$a)$ Let $p$ be a prime such that $p \mid a-1.$ One may easily prove using LTE or Binomial Theorem that $a^{p^2} \equiv 1 \pmod {p^2}.$ $b)$ Assume $p$ is not a prime and let $q$ be its smallest prime divisor. From $a^p \equiv 1 \pmod p $ it follows that $\gcd(a,q)=1$ and $a^p \equiv 1 \pmod q.$ We also know, by Fermat, that $a^{q-1} \equiv 1 \pmod q$. So $a^{\gcd(p,q-1)} \equiv 1 \pmod q.$ But $\gcd(p,q-1)=1$ (assuming the contrary we would get that $p$ has a prime divisor smaller than $q$, which is a contradiction), so $a \equiv 1 \pmod q$. Therefore $a^q \equiv 1 \pmod q,$ which contradicts the minimality of $p,$ so $p$ must be a prime.

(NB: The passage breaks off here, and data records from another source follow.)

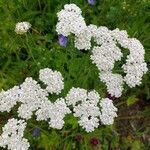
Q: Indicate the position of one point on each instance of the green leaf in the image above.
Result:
(132, 100)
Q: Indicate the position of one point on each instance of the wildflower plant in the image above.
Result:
(90, 107)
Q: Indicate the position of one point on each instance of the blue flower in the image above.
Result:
(36, 132)
(63, 40)
(91, 2)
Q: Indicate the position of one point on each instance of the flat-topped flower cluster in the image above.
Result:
(106, 52)
(87, 106)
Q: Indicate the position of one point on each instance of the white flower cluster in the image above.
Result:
(70, 21)
(22, 27)
(53, 80)
(108, 111)
(35, 99)
(107, 52)
(114, 83)
(12, 136)
(85, 106)
(105, 55)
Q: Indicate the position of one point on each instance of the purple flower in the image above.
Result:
(63, 40)
(91, 2)
(111, 97)
(78, 137)
(36, 132)
(94, 141)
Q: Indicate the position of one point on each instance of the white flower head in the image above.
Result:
(85, 107)
(22, 27)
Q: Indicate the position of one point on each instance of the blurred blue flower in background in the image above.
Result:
(91, 2)
(63, 40)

$c)$ Assume there exists at least such a number and let $p$ be the smallest number with this property. According to $b),$ (Note

) this number must be a prime so, by Fermat, $2^p \equiv 2 \pmod p.$ Thus $1 \equiv 2 \pmod p,$ which is impossible. Therefore there does not exist such an $n.$